# Ohh funny



## Inaki2 (Dec 8, 2003)

Last year in my school we did a musical play based on A Midsummer's Nigth Dream. Well, the day before the last show, the lightboard goes dead...about 2 hrs before showtime"!!!! So about 1 Hr before, we get a new console. I had 45ch...I got a 24ch one....I put it in wide mode and improvised 144 lighting cues! Well, I get to the theater the next day and re-program the new board. Last show is going on, when suddenly I loose all lights except for a red sidelight and some Pins....not much to do about lighting, so I have the followspot operators open the spots to get the whole stage (yuck..I know) I start pulling the 5pin to 3 pin adapter and the lights come back on...so I leave it as it is...and they go back off. Like this for like 5 minutes. So now I'm thinking...heeeey..maybe it aint the adapter....so I have like 4 people looking for the cause. The head electrician finds an old man who sat down on the DMX cable...and severly damaged. Luck would have it every time Imoved the damn adapter, he would move in his chair...ha! So we change the whole cable (show's still going on, which includes the head electrician on top of a blacony feeding wire to a fary on stage). And the show did finish..Oh I took like 10 more minutes to find the right cue!


----------



## zac850 (Dec 10, 2003)

sounds like what happines at my school. In room 15, where we have a small stage, we have our share of problems. The first one, which I have said many times ago, is that half of the lights will go into chase mode, and the only way to get them out is to smack them hard. The other problem is that we don't have enough power in the room to power all of the lights, so we get power flucutations.

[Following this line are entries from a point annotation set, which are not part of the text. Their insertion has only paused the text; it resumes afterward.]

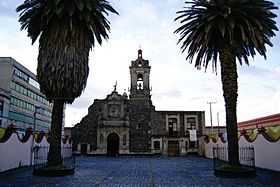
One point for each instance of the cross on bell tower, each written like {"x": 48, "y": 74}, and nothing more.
{"x": 140, "y": 78}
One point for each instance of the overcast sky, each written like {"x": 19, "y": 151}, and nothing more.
{"x": 176, "y": 84}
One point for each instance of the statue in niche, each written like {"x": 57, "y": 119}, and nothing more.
{"x": 114, "y": 111}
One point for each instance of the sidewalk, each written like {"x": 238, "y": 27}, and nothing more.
{"x": 138, "y": 171}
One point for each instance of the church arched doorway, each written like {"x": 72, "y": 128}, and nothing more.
{"x": 113, "y": 144}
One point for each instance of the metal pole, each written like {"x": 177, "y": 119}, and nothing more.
{"x": 218, "y": 119}
{"x": 218, "y": 122}
{"x": 34, "y": 130}
{"x": 210, "y": 104}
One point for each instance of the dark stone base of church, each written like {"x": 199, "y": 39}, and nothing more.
{"x": 54, "y": 172}
{"x": 236, "y": 173}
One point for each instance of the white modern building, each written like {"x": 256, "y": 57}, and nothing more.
{"x": 21, "y": 102}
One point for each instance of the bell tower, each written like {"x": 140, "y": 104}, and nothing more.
{"x": 140, "y": 78}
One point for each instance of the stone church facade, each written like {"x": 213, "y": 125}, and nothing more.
{"x": 122, "y": 124}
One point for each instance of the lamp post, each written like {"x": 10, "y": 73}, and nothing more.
{"x": 218, "y": 119}
{"x": 210, "y": 103}
{"x": 34, "y": 130}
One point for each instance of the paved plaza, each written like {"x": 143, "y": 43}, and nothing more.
{"x": 138, "y": 171}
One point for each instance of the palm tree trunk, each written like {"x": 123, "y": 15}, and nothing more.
{"x": 229, "y": 81}
{"x": 54, "y": 156}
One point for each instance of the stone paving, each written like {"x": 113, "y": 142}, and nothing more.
{"x": 138, "y": 171}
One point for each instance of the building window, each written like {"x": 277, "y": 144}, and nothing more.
{"x": 124, "y": 139}
{"x": 192, "y": 144}
{"x": 101, "y": 138}
{"x": 156, "y": 145}
{"x": 172, "y": 126}
{"x": 138, "y": 126}
{"x": 1, "y": 107}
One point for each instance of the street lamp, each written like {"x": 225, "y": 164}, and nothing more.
{"x": 218, "y": 119}
{"x": 210, "y": 103}
{"x": 34, "y": 130}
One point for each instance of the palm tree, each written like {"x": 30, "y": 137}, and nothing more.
{"x": 227, "y": 29}
{"x": 67, "y": 30}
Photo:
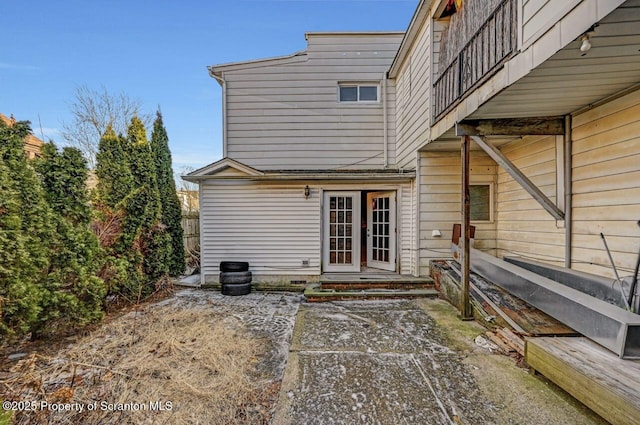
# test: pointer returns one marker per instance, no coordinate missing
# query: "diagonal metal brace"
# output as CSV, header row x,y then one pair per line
x,y
518,176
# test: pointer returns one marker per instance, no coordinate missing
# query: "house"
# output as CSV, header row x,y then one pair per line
x,y
310,182
32,146
347,156
549,96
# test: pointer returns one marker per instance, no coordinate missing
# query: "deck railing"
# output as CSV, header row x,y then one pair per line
x,y
488,48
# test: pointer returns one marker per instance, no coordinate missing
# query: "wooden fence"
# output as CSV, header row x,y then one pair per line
x,y
191,228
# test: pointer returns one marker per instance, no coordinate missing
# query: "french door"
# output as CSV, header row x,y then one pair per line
x,y
381,230
341,247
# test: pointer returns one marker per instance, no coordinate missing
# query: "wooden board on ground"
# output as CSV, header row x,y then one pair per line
x,y
532,321
605,383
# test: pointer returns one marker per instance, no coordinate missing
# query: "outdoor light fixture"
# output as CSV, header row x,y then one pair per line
x,y
586,44
586,40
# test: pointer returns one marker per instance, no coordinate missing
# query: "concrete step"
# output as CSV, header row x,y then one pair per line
x,y
405,283
316,293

The power will go down to almost off, so no one can see anything, and the only way to deal with tihs is to push up on the master as hard as you can.....

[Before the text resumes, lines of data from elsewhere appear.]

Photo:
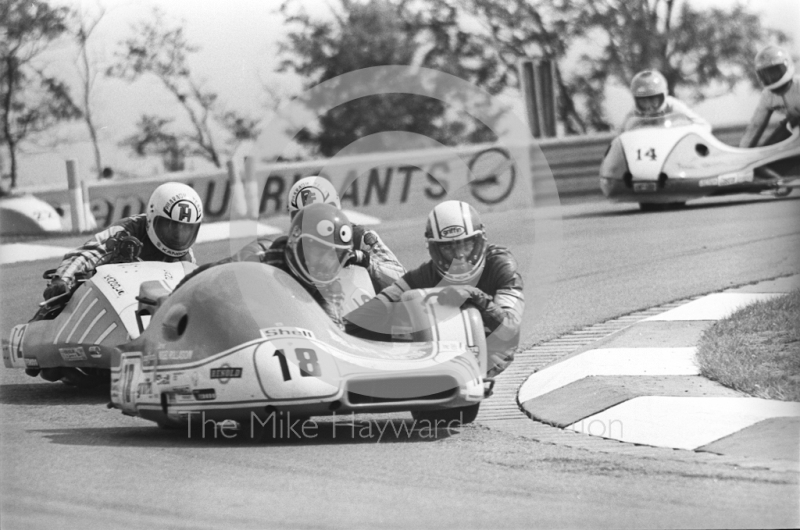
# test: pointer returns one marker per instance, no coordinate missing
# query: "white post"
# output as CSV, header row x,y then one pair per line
x,y
76,202
250,187
238,205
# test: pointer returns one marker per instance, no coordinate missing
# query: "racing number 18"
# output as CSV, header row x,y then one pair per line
x,y
306,360
650,153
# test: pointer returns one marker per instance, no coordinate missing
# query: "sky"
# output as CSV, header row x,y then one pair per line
x,y
238,55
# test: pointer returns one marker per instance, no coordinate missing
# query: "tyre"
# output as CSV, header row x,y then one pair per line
x,y
650,207
661,207
463,415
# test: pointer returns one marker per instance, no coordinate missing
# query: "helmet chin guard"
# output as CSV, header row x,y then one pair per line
x,y
312,190
319,245
456,241
174,215
649,89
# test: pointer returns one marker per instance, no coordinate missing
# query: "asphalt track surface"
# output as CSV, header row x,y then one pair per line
x,y
68,462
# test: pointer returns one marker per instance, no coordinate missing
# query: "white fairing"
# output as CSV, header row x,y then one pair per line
x,y
120,285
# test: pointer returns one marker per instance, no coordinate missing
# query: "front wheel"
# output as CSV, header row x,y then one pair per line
x,y
463,415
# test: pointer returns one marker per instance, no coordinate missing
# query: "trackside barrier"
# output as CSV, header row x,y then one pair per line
x,y
77,193
387,185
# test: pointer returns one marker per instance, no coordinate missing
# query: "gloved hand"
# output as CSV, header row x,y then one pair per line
x,y
360,258
454,296
56,287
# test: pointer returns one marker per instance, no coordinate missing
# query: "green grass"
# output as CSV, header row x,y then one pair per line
x,y
757,349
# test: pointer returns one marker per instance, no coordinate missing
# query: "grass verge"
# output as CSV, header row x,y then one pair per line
x,y
756,350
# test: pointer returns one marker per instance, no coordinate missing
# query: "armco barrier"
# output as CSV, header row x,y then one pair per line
x,y
389,185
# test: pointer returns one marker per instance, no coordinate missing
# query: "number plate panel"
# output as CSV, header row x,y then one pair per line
x,y
644,187
295,368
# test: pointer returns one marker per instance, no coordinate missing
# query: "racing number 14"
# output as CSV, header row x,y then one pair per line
x,y
650,153
306,360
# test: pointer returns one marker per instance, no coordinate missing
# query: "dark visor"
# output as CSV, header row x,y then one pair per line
x,y
176,235
772,74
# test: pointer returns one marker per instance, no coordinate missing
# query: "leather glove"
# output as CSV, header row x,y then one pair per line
x,y
454,296
56,287
360,258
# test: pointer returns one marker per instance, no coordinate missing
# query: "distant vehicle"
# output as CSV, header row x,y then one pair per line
x,y
664,162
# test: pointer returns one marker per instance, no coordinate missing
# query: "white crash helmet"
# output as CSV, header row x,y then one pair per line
x,y
319,244
174,214
311,190
649,89
456,241
774,67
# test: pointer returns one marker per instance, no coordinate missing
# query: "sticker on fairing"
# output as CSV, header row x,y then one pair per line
x,y
281,332
72,354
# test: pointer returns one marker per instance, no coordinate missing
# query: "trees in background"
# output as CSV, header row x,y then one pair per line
x,y
376,33
704,51
82,29
159,50
32,101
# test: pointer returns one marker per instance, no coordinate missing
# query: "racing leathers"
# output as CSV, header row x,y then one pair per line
x,y
370,252
84,258
673,106
498,296
787,103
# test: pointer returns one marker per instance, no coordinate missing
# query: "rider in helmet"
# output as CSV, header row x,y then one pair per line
x,y
166,231
775,70
651,98
471,269
370,251
319,245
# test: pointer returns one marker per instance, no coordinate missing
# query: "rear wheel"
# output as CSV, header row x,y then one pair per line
x,y
463,415
661,207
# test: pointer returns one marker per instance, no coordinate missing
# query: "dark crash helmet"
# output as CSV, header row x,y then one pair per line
x,y
319,244
456,241
774,68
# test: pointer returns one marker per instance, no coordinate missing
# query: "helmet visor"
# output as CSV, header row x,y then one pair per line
x,y
174,234
649,103
322,261
772,74
460,256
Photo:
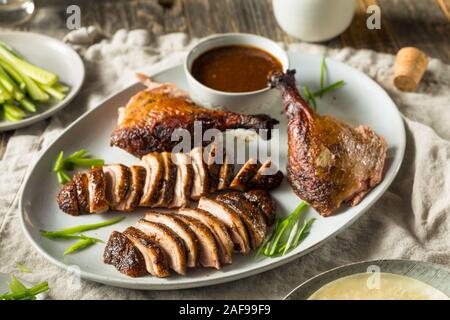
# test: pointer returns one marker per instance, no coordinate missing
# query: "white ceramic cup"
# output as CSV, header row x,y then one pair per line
x,y
245,102
314,20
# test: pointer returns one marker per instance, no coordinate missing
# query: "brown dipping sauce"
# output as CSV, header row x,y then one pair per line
x,y
235,68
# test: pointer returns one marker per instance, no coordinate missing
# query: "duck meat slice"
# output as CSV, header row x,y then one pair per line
x,y
201,183
264,201
218,229
208,253
171,244
266,178
67,199
117,179
168,182
154,178
250,215
182,230
135,191
155,260
244,175
231,219
183,184
97,191
226,172
121,253
214,160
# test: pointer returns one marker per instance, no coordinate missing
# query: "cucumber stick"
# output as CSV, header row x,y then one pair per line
x,y
38,74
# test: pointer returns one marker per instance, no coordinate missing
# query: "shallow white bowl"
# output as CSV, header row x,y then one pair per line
x,y
52,55
235,101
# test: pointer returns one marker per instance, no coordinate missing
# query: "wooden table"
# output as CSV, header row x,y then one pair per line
x,y
421,23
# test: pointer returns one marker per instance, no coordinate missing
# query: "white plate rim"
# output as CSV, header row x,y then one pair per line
x,y
134,283
6,126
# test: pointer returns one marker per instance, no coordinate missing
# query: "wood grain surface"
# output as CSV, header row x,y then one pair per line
x,y
421,23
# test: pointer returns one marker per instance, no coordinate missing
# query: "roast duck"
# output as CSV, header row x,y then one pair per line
x,y
205,236
329,162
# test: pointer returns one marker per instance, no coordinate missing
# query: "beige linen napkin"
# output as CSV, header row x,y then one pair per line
x,y
410,221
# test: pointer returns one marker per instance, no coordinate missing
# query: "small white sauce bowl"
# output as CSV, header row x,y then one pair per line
x,y
246,102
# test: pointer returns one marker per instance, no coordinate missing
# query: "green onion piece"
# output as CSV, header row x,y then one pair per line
x,y
323,70
69,236
330,88
83,162
27,294
82,228
13,73
59,162
38,74
79,246
76,155
310,97
22,268
27,105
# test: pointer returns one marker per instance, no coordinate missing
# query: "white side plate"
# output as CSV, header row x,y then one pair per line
x,y
361,101
52,55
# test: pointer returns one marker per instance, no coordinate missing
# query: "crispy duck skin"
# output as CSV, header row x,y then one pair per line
x,y
97,191
154,179
183,184
117,179
219,230
329,162
81,183
265,179
208,255
244,175
121,253
168,184
264,202
251,215
182,230
231,219
135,191
201,182
171,244
67,199
155,260
151,116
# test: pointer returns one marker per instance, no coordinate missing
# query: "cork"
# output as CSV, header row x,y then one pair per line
x,y
410,66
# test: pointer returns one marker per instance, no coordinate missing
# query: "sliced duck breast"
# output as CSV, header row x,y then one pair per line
x,y
266,178
155,259
82,188
244,175
154,165
117,179
182,230
168,182
231,219
121,253
226,173
208,254
67,199
97,191
171,244
183,184
214,159
201,183
218,229
252,217
135,191
265,203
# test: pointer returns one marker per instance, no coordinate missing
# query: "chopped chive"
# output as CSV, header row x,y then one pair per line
x,y
79,246
22,268
81,228
330,88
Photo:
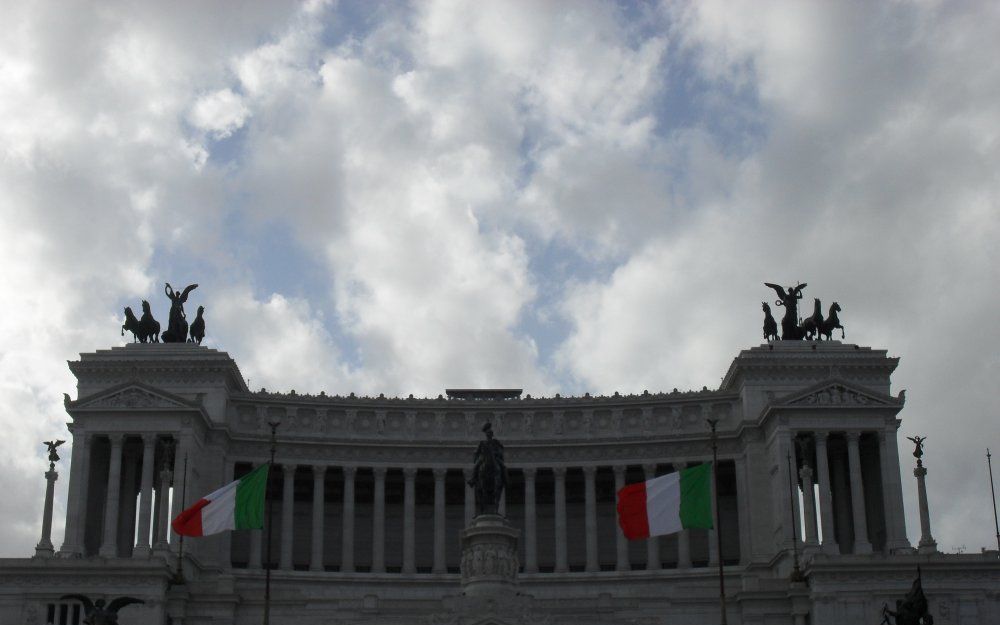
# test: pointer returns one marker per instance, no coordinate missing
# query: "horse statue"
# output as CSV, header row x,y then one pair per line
x,y
132,325
96,613
770,325
149,327
489,473
811,325
832,322
198,327
790,330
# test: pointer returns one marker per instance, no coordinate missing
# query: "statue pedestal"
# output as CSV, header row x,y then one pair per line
x,y
489,557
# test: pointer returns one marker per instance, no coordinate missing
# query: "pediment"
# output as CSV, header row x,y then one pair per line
x,y
132,396
834,393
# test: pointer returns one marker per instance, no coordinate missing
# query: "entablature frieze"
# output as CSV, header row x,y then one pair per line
x,y
519,422
453,456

i'm going to be doing that in 3 days for the shows....


----------



## cruiser (Dec 10, 2003)

I have but one question.... Why was the DMX cable running through the audience? why not run it around the wall...

Don't you guys power your dimmer racks off 3-Phase. In theatre's here we have "green" power which is for sound and is a seperate circuit to everything else. We have GPO's which is the general power for the building, powerpoints, fluro's etc. and 3-Phase for the lights, often the lighting desk will run on the GPO though so if the 3phase trips, which is highly unlikely unless you have no idea what your doing, you wont loose the desk, vice versa.


----------



## The_Terg (Dec 10, 2003)

I haven't heard anything about a special 'green' rail for the sound, but that sounds interesting enough. Last time we had to rig up our own 3 phase power supply, we had to rent out another box just to get a breaker that would fit.....


----------



## Inaki2 (Dec 11, 2003)

Well, the school doesn't have an up to date theatre. When it was done there wasn't a lot of power requirements. But when we strated bringing in Parcans and movers and needed to throw 2/0 wiring for the Distro, we took it off the main breaker box. Not the coolest thing to do, but it didn't fail. As for the DMX ire, it was running against a wall in a very long balcony thingie there is, it just kinda moved appart from the wall at some point.


----------